Hilary Hahns neues Album ist eine Hommage an das reiche kulturelle Erbe einer Stadt, die im Werdegang der amerikanischen Geigerin von großer Bedeutung ist. Auf PARIS, das bei Deutsche Grammophon am 5. März 2021 erscheint, setzt sie ihre erfolgreiche Zusammenarbeit mit dem Orchestre Philharmonique de Radio France und dessen Musikdirektor Mikko Franck fort. Die Aufnahme der dreifachen GRAMMY-Preisträgerin bietet die Welt-Ersteinspielung von Einojuhani Rautavaaras Deux Sérénades, die von Mikko Franck in Auftrag gegeben wurden. Hinzu kommen Poème von Ernest Chausson und das Violinkonzert Nr. 1 von Sergei Prokofjew, 1923 in der französischen Hauptstadt uraufgeführt.
»Auf PARIS geht es um Ausdruck«, sagt Hahn, »um Emotionen, um das Gefühl, mit einer Stadt und einem kulturellen Schnittpunkt auf eine Weise verbunden zu sein, die Interpret und Hörer inspiriert. Auf dem Album wird die Stadt auf vielfältige Weise gespiegelt. Aber sie steht auch in Bezug zum Verlauf meiner Karriere. In Paris bin ich schon als Teenager aufgetreten. Und wenn ich dort mit einem Orchester gespielt habe, war es fast ausnahmslos das Orchestre Philharmonique de Radio France.«
Die erste Idee zu PARIS geht auf Hahns Zeit als artist-in-residence beim OPRF während der Saison 2018/19 zurück. Nach einer Aufführung von Rautavaaras Violinkonzert mit Mikko Franck im Jahr 2014 fragte sie den Dirigenten, ob sein Freund und Landsmann nicht noch ein Konzert schreiben könne. Franck und Rautavaara diskutierten Serenaden, doch die schlechte Gesundheit des Komponisten durchkreuzte die Gedanken. Rautavaara starb im Juli 2016 mit 87 Jahren.

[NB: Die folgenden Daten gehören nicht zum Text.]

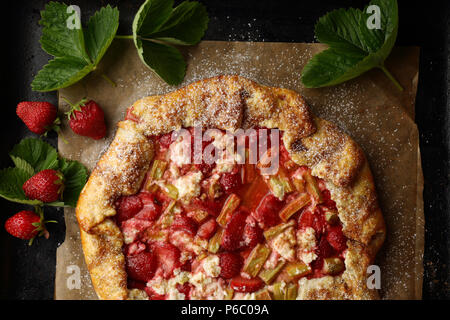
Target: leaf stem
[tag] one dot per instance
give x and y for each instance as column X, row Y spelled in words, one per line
column 112, row 83
column 124, row 37
column 391, row 77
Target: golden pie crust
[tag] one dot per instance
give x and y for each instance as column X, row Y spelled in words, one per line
column 229, row 103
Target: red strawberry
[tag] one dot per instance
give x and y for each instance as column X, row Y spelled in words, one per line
column 232, row 238
column 27, row 225
column 168, row 257
column 87, row 119
column 267, row 212
column 141, row 267
column 184, row 223
column 39, row 117
column 46, row 186
column 241, row 284
column 150, row 207
column 336, row 238
column 230, row 264
column 252, row 235
column 207, row 229
column 230, row 181
column 127, row 207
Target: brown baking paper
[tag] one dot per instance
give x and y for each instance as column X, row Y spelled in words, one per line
column 370, row 108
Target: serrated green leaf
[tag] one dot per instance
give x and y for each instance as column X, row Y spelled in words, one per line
column 151, row 15
column 11, row 182
column 163, row 59
column 353, row 47
column 60, row 73
column 75, row 177
column 37, row 153
column 186, row 25
column 100, row 32
column 57, row 38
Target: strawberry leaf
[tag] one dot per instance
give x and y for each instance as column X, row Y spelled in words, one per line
column 77, row 52
column 353, row 47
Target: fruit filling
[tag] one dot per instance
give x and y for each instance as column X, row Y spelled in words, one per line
column 228, row 230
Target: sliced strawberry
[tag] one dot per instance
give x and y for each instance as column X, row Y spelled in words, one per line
column 185, row 289
column 152, row 295
column 230, row 181
column 168, row 257
column 230, row 264
column 127, row 207
column 336, row 238
column 267, row 212
column 252, row 235
column 184, row 223
column 141, row 267
column 207, row 229
column 150, row 207
column 232, row 238
column 241, row 284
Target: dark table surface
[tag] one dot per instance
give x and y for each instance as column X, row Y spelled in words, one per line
column 28, row 272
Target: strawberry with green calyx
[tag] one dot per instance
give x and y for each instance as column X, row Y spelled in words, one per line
column 86, row 118
column 27, row 225
column 46, row 186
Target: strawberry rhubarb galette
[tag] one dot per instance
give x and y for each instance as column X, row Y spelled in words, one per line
column 227, row 189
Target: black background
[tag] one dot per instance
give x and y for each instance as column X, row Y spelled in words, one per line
column 28, row 272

Zu Francks Überraschung zeigte ihm Rautavaaras Witwe später das Manuskript einer fast fertigen herrlich elegischen Komposition für Violine und Orchester.

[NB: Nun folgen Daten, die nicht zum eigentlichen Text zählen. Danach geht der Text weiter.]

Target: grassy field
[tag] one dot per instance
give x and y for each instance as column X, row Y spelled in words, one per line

»Mikko verstand sofort, dass das unser Stück war«, sagt Hilary Hahn. Und das OPRF beauftragte den berühmten finnischen Komponisten Kalevi Aho, einen Schüler Rautavaaras, die Orchestrierung zu vollenden. »Die vorliegende Aufnahme entstand im Februar 2019 bei der Welturaufführung dieses Werks in einem bewegenden Konzert, das Rautavaaras Œuvre zum letzten Mal um einen neuen Eintrag bereicherte. Nachdem der letzte Ton verklungen war, hob Mikko die Partitur zum Himmel – als Zeichen, dass Rautavaaras Geist in seiner Musik noch gegenwärtig war.«
Neben Rautavaaras Deux Sérénades entschied sich die Geigerin in ihrer Werkauswahl für das Album auch für Stücke aus der Pariser Musikgeschichte und spielte Chaussons Poème ein, das sie ein »grundsätzlich expressives Werk« voller markanter Kontraste nennt, »eine Vorahnung – Chaussons persönliches Requiem. Aber es ist auch Ausdruck von so viel Freude. Es malt die feinsten Nuancen und die großzügigsten Gesten«, sagt Hahn.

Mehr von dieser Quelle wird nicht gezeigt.